A word of warning: Julian Wood wrote a blog article about a firmware update that kills Broadcom NICs in HP ProLiant G2 up to G7 servers. He also links to a customer advisory from HP. Following NICs are affected:

  • HP NC373T PCIe Multifunction Gig Server Adapter
  • HP NC373F PCIe Multifunction Gig Server Adapter
  • HP NC373i Multifunction Gigabit Server Adapter
  • HP NC374m PCIe Multifunction Adapter
  • HP NC373m Multifunction Gigabit Server Adapter
  • HP NC324i PCIe Dual Port Gigabit Server Adapter
  • HP NC326i PCIe Dual Port Gigabit Server Adapter
  • HP NC326m PCI Express Dual Port Gigabit Server Adapter
  • HP NC325m PCIe Quad Port Gigabit Server Adapter
  • HP NC320i PCIe Gigabit Server Adapter
  • HP NC320m PCI Express Gigabit Server Adapter
  • HP NC382i DP Multifunction Gigabit Server Adapter
  • HP NC382T PCIe DP Multifunction Gigabit Server Adapter
  • HP NC382m DP 1GbE Multifunction BL-c Adapter
  • HP NC105i PCIe Gigabit Server Adapter

Don’t update the affected NICs with the HP Smart Update Manager (HP SUM) or the HP Service Pack for ProLiant (HP SPP) 2014.2.0. If you update one of the affected NICs with the firmware smart component be sure to avoid updating the Comprehensive Configuration Management (CCM) firmware to version 7.8.21.

EDIT: Hewlett-Packard published HP Service Pack for ProLiant (SPP) Version 2014.02.0(B), which addresses several issues, not only the Issue with Broadcom NICs.
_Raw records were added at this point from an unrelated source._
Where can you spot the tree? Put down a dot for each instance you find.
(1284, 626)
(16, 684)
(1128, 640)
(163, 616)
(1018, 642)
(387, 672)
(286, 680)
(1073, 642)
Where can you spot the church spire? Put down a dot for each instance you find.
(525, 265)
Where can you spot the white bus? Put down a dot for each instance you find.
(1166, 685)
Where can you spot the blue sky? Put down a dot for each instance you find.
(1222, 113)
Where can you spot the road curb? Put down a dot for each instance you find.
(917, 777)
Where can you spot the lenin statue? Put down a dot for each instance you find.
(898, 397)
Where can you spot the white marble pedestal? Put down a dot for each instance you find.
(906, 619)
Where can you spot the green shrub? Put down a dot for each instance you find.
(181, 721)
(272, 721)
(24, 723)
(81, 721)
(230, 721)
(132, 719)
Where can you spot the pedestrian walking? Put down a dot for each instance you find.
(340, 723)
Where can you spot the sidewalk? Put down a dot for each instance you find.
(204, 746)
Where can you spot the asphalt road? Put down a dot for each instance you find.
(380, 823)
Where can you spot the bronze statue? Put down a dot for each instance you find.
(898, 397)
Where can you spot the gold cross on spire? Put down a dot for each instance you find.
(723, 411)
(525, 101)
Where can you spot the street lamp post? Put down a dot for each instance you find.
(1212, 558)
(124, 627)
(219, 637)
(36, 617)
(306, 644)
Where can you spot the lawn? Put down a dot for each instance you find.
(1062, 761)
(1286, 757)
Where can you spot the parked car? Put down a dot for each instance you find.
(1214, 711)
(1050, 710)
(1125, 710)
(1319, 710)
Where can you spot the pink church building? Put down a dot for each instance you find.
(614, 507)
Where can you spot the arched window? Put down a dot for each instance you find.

This is taken from the HP website:

This updated version of the SPP was released to address the OpenSSL issue.  See HPN Customer Notice: OpenSSL HeartBleed Vulnerability.  Additionally for Red Hat Enterprise Linux 6 customers, please reference the Red Hat knowledge base article, OpenSSL CVE-2014-0160.  Products affected:

  • HP Onboard Administrator for Windows and Linux version 4.12 replaced 4.11
  • HP System Management Homepage for Windows and Linux version 7.3.2 replaced 7.3.1.4
  • HP Integrated Lights-Out 2 for Windows and Linux version 2.25 replaced 2.23
  • HP BladeSystem c-Class Virtual Connect Firmware, Ethernet plus 4/8Gb 20-port and 8Gb 24-port FC Edition Component for Windows and Linux version 4.10(b) replaced 4.10
  • HP Smart Update Manager version 6.3.1 replaced 6.2.0

This release also resolves the Broadcom Comprehensive Configuration Management Firmware issue with version 7.8.21 found in the Service Pack for ProLiant 2014.02.0.  See Customer Advisory c04258304 for additional information.

Thanks to Rotem Agmon, who has posted a comment with this information.